Two politicians in Ottawa today, one retired, the other active, provided glimpses into the unsung, selfless motivations of public servants.
Brian Mulroney, the former prime minister, testifying at the Oliphant inquiry, explained how that unfortunate business with Karlheinz Schreiber all began with Mulroney’s deeply felt desire to bring prosperity to poor Nova Scotia.
“Let me tell you this,” he said, “you’re the prime minister of Canada, and you’ve got areas of your country, particularly disadvantaged areas, central or eastern Nova Scotia, where unemployment rates had frequently gone as high as 50 per cent, and somebody comes in and says, ‘I can create a modern plant with new technology, with an export dimension to it, and I can create 500 or 1,000 new jobs, with multiplier spin-offs.’ You can bet your bottom dollar that I, or any other prime minister, is interested immediately.”
Ruby Dhalla, the current MP for Brampton-Springdale, laid bare the bitter irony of her facing allegations of mistreatment from two caregivers who testified earlier this morning, since they are precisely the sort of women for whom Dhalla has given so very much.

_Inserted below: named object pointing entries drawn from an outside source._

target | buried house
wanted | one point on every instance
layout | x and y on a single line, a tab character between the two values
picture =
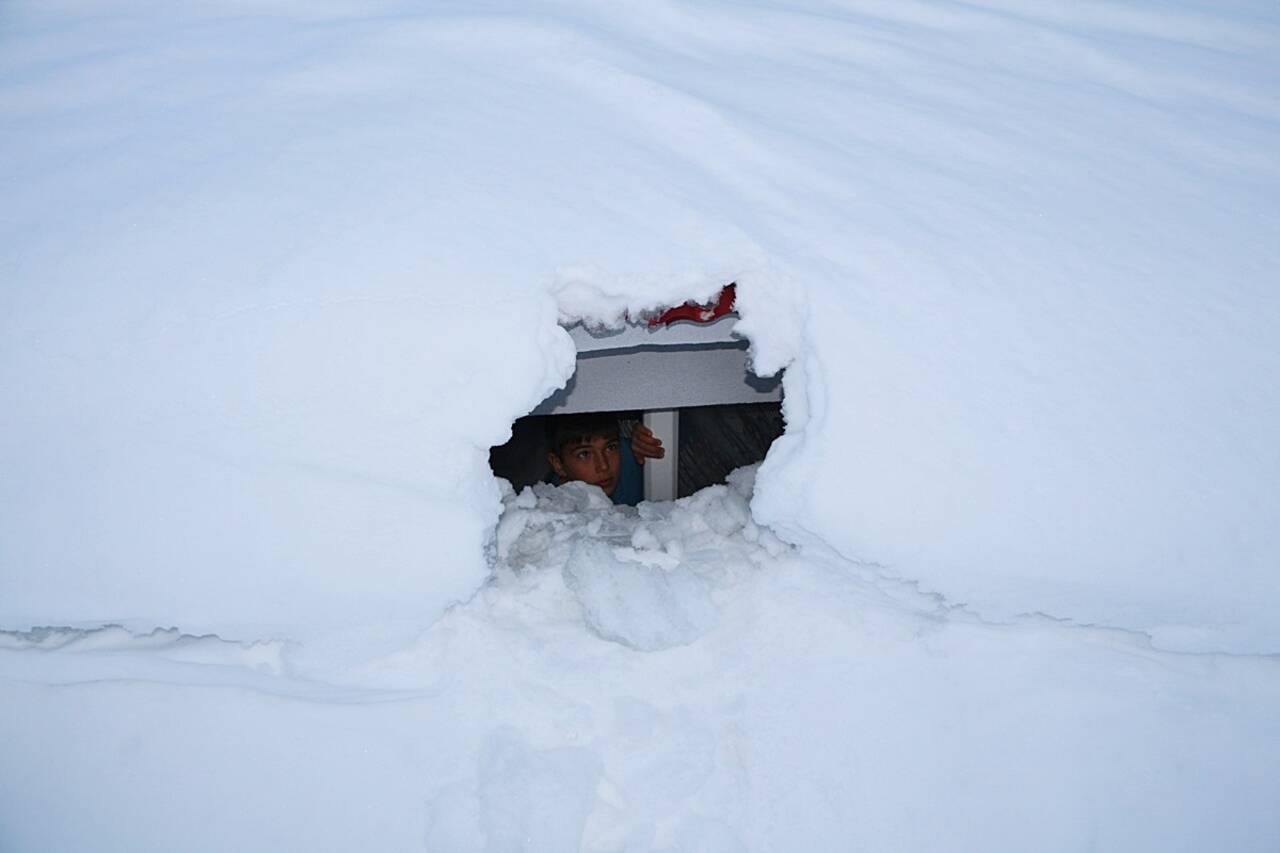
275	279
685	375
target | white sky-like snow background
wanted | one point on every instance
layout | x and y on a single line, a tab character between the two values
274	277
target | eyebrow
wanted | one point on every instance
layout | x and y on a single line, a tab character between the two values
588	443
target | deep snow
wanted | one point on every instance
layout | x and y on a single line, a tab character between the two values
274	276
666	679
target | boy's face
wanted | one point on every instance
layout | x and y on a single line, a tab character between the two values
595	461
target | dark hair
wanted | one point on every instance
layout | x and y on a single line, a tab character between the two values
579	429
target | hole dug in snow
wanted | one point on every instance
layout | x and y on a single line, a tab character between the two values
643	565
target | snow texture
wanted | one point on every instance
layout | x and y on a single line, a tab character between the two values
819	707
274	276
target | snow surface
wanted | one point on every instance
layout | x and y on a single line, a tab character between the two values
274	276
707	688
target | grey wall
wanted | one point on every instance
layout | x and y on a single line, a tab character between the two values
661	378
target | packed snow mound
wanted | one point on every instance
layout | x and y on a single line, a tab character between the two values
640	575
809	705
275	276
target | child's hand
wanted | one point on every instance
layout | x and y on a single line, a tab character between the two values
645	445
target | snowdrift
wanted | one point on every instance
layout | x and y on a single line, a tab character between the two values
275	276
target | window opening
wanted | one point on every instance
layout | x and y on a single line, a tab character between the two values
681	374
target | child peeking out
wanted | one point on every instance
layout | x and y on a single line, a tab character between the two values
593	448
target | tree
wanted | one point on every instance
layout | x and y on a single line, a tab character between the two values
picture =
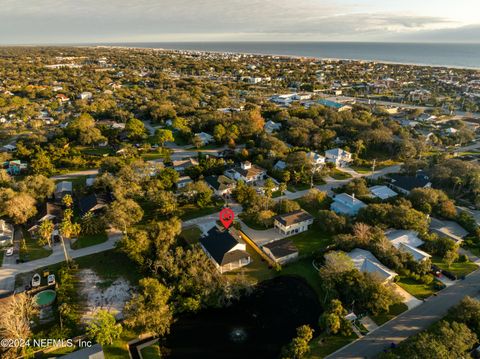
45	231
299	346
18	311
162	136
38	186
123	213
148	310
135	129
20	207
103	328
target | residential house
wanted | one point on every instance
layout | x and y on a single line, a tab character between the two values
183	181
382	192
282	251
271	126
405	183
221	185
182	165
293	223
6	233
449	229
247	172
407	241
206	138
338	156
346	204
315	159
224	250
62	189
366	262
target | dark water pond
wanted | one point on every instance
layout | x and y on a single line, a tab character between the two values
255	327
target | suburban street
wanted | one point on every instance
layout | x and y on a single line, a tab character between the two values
411	322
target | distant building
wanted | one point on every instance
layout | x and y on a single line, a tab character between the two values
407	241
382	192
346	204
405	183
338	156
6	233
271	126
224	250
366	262
246	172
62	189
221	185
282	251
293	223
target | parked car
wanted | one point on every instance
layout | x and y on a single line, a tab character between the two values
36	280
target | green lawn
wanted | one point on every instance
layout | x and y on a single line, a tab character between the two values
192	211
89	240
151	352
324	345
416	288
339	175
257	271
304	269
311	241
32	250
457	268
395	310
191	234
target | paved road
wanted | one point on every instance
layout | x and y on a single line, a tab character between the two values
411	322
9	270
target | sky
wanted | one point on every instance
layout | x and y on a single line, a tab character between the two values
104	21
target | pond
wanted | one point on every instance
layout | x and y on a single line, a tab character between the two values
257	326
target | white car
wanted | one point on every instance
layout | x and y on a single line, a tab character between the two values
36	280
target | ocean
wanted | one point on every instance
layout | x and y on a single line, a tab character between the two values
432	54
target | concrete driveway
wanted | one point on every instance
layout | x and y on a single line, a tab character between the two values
412	321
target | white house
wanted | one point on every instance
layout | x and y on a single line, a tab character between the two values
366	262
206	138
86	95
407	241
315	159
246	172
6	233
271	126
346	204
224	250
338	156
293	223
382	192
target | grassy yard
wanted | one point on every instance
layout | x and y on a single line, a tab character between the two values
417	289
311	241
89	240
395	309
458	268
339	175
192	211
257	271
151	352
32	250
304	268
324	345
191	234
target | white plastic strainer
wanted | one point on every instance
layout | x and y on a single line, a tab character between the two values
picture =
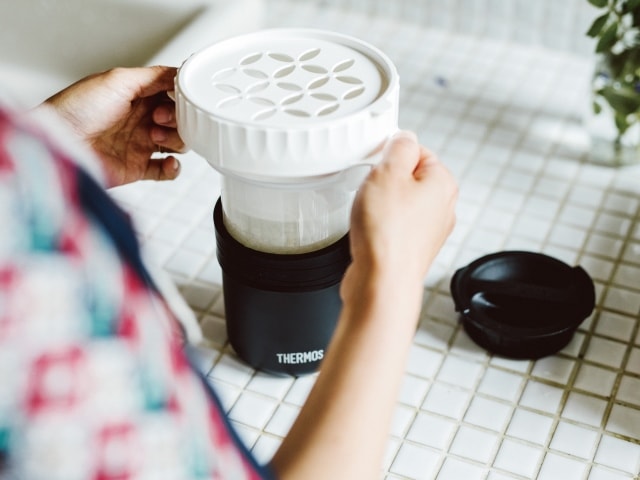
287	103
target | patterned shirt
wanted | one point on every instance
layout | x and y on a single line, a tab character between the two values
94	382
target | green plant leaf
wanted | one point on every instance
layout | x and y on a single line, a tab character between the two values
623	100
632	5
621	123
596	108
597	25
608	38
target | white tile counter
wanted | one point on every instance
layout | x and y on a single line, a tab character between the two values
506	119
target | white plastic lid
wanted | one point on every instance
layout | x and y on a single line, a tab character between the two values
287	103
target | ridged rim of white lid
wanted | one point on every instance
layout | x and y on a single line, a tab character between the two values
286	78
287	103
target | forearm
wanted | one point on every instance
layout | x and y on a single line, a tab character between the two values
342	430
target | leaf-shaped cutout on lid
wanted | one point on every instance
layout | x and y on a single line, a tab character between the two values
289	86
293	99
264	114
356	92
324	96
315	69
318	83
262	101
344	65
351	80
309	54
328	110
281	57
252	72
225	87
297	113
258	87
249	59
283	72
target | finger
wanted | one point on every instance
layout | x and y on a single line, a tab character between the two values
165	114
167	168
427	159
402	153
149	81
167	138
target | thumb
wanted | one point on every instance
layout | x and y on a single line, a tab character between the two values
149	81
401	154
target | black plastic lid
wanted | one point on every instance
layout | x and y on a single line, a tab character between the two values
522	304
280	272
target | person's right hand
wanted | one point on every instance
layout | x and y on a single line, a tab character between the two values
402	214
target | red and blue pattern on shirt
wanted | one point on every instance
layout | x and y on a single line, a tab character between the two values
94	383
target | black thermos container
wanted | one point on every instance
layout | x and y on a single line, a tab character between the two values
281	309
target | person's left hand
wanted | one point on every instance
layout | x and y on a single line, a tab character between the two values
126	116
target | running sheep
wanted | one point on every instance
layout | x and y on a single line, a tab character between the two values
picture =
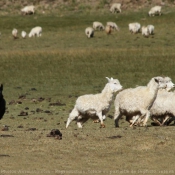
137	101
89	31
155	11
94	105
150	29
36	31
28	10
156	115
145	31
98	26
163	107
115	8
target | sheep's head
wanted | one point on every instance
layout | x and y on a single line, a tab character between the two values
114	84
169	83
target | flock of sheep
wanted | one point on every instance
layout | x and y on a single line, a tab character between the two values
133	27
89	31
36	31
137	104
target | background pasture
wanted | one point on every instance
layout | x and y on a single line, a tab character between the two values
63	64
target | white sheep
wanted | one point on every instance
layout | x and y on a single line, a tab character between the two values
155	11
145	31
163	107
113	25
137	101
23	34
94	105
134	27
27	10
108	29
155	109
115	8
89	31
36	31
98	25
15	33
150	29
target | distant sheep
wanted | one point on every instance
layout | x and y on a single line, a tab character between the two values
137	101
36	31
108	29
94	105
98	26
150	29
155	11
113	25
23	34
2	103
134	27
27	10
89	31
115	8
15	33
145	31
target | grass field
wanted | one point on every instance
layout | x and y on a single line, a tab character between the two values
62	65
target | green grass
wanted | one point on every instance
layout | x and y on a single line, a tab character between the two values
63	64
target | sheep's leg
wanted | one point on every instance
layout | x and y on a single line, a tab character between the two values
117	116
72	116
99	114
135	119
81	121
147	115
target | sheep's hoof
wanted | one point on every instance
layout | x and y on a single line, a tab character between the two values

“I can tell you with everything in me,” she said, “the women that spoke today, these are the same women that I have been trying to help. When you take a look at the stats on the number of women that are in Parliament today, we’re at 22 per cent, and you take a look at the number of ethnic women and then you break that down to even young women, we don’t have too many. And there is a reason for that. And every initiative that I’ve championed in my own riding—I’ve created organizations to empower women, to talk about domestic abuse… And it’s these women that I’m trying to help and have spent my whole career and sacrificed my life for.”